Aisha
عائشة
Cap. 3: Adamas: l'Indomabile Principessa Diamante
Tornano a Lumenforte. Il Dono è appena dentro Aisha, ancora grezzo e incontrollabile — ogni persona che incontra diventa un'onda di emozioni che la travolge. Un anziano oste le accoglie con una frase inquietante: "Barlow vi aspetta." Prima che possano capire cosa stia succedendo, una carrozza nera li precede di pochi secondi. Figure incappucciate — androidi, capisce Adamas — le rapiscono entrambe e le portano al castello.
Adamas si risveglia legata a una sedia su un palco. Barlow, il vampiro padrone del castello, e Serak, il demone, attendono insieme. La rivalità tra i due è finita nel momento in cui i Doni sono diventati due: ora hanno un accordo, e vogliono prendere il Dono di entrambe. Barlow tira via le tende e rivela Aisha appesa per i polsi, apparentemente senza vita. Adamas urla, lotta, poi il dolore la spegne. Ma nell'ultimo momento, la sua essenza trova rifugio dentro Aisha.
Aisha si risveglia con una forza che non è solo sua. Gli occhi spalancati, la connessione con Adamas che brucia — un'esplosione di energia pura scaraventa Serak e Barlow contro le pareti. Gli androidi si bloccano. Aisha si libera dalla corda con un'acrobazia, raggiunge Adamas e la slega. "Non è stata solo la mia forza. È stata la tua energia a svegliarmi."
Barlow e Serak sono fuggiti, ma il castello è vuoto e silenzioso. Mentre lo esplorano, sentono un sussurro. In una stanza nascosta trovano Eleanor — un fantasma intrappolato lì da secoli dal potere di Barlow. Le chiede di distruggere il sarcofago nella cripta: è l'unico modo per liberarla.
Adamas scende nella cripta con un candelabro di ferro e lo spezza a colpi, uno dopo l'altro, finché non crolla a pezzi tra un'esplosione di luce. Eleanor si trasforma: non più spettro tormentato, ma presenza luminosa. Prima di andarsene, celebra l'unione delle due — sangue sulle labbra, bacio, parole che risuonano come un rito sacro. "Le vostre anime sono unite per l'eternità nella carne e nello spirito." Poi scompare.
Il castello è loro. Prendono la stanza di Barlow per affermare la vittoria, e iniziano ad allenarsi con il Dono. Aisha vuole provare subito in paese — Adamas la mette in guardia, Lumenforte è troppo viva. Aisha non ascolta. Crolla due volte: prima vicino a un venditore di frutta, poi accanto a una donna che legge su una panchina. La sola presenza di un'altra persona è già troppo. Tornano a Lacrimasilva.
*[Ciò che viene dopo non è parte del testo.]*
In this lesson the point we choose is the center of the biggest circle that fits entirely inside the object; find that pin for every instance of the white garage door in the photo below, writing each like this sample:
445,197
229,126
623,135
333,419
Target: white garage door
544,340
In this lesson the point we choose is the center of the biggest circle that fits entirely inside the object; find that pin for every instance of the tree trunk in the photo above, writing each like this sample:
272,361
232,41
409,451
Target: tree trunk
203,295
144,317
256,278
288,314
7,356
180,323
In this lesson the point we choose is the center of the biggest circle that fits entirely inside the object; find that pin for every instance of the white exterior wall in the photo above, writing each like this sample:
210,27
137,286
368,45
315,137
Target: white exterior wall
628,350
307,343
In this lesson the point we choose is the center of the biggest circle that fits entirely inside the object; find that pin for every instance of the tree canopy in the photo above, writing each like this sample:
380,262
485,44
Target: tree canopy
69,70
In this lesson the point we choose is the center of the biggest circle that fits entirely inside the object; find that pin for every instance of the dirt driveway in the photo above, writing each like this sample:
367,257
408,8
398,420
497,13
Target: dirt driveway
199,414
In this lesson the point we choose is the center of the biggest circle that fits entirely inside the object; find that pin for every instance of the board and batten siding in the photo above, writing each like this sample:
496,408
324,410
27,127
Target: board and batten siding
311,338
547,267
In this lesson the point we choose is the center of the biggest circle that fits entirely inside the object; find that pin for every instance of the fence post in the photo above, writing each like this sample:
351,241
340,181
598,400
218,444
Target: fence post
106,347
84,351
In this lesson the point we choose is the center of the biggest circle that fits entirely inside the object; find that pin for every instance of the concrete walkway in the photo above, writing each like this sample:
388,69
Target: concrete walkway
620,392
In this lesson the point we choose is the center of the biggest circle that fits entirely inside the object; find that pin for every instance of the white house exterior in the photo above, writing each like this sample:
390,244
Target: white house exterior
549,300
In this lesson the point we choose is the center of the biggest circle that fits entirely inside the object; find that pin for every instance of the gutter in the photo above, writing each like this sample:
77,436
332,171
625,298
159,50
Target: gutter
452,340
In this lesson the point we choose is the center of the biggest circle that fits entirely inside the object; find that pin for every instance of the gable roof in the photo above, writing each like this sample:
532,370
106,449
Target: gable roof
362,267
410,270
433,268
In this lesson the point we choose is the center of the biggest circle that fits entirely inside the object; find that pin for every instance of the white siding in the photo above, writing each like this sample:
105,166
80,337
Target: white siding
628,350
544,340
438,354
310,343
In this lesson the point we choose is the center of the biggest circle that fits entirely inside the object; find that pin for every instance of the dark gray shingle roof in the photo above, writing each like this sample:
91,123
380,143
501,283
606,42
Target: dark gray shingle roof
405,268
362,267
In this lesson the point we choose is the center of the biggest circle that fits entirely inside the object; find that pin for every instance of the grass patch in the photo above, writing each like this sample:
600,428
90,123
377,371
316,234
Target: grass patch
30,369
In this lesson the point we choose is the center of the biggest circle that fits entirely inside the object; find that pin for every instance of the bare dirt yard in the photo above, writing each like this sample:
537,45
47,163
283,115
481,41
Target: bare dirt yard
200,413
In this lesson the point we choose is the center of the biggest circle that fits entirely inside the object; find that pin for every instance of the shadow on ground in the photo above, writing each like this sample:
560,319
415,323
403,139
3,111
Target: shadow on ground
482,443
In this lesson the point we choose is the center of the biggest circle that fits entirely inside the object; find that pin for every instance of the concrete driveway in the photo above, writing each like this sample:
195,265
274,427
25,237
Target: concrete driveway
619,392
Lì le prove ricominciano, con più metodo. Adamas le insegna a respirare, a lasciare scorrere l'energia invece di combatterla. I progressi sono lenti ma reali. Una notte, mentre Aisha dorme, Adamas trova un vecchio manoscritto. È il diario di Adamas, scritto proprio a Lacrimasilva nell'estate del 2022 — pagine piene di ciò che Adamas prova per Aisha, scritte con una tenerezza che fa piangere.
Poi, nel cuore della notte, arrivano gli androidi di Serak. Dieci, metallici, occhi rossi — invisibili al Dono, come Aisha aveva intuito dal silenzio. Usano Aisha come scudo per bloccare Adamas, che non può usare il Dono senza colpirla. Alla fine Adamas lascia esplodere tutto in un'unica ondata che abbatte ogni androide nella stanza.
Lacrimasilva non è più sicura. Partono nella notte verso Lumenforte — questa volta per restare.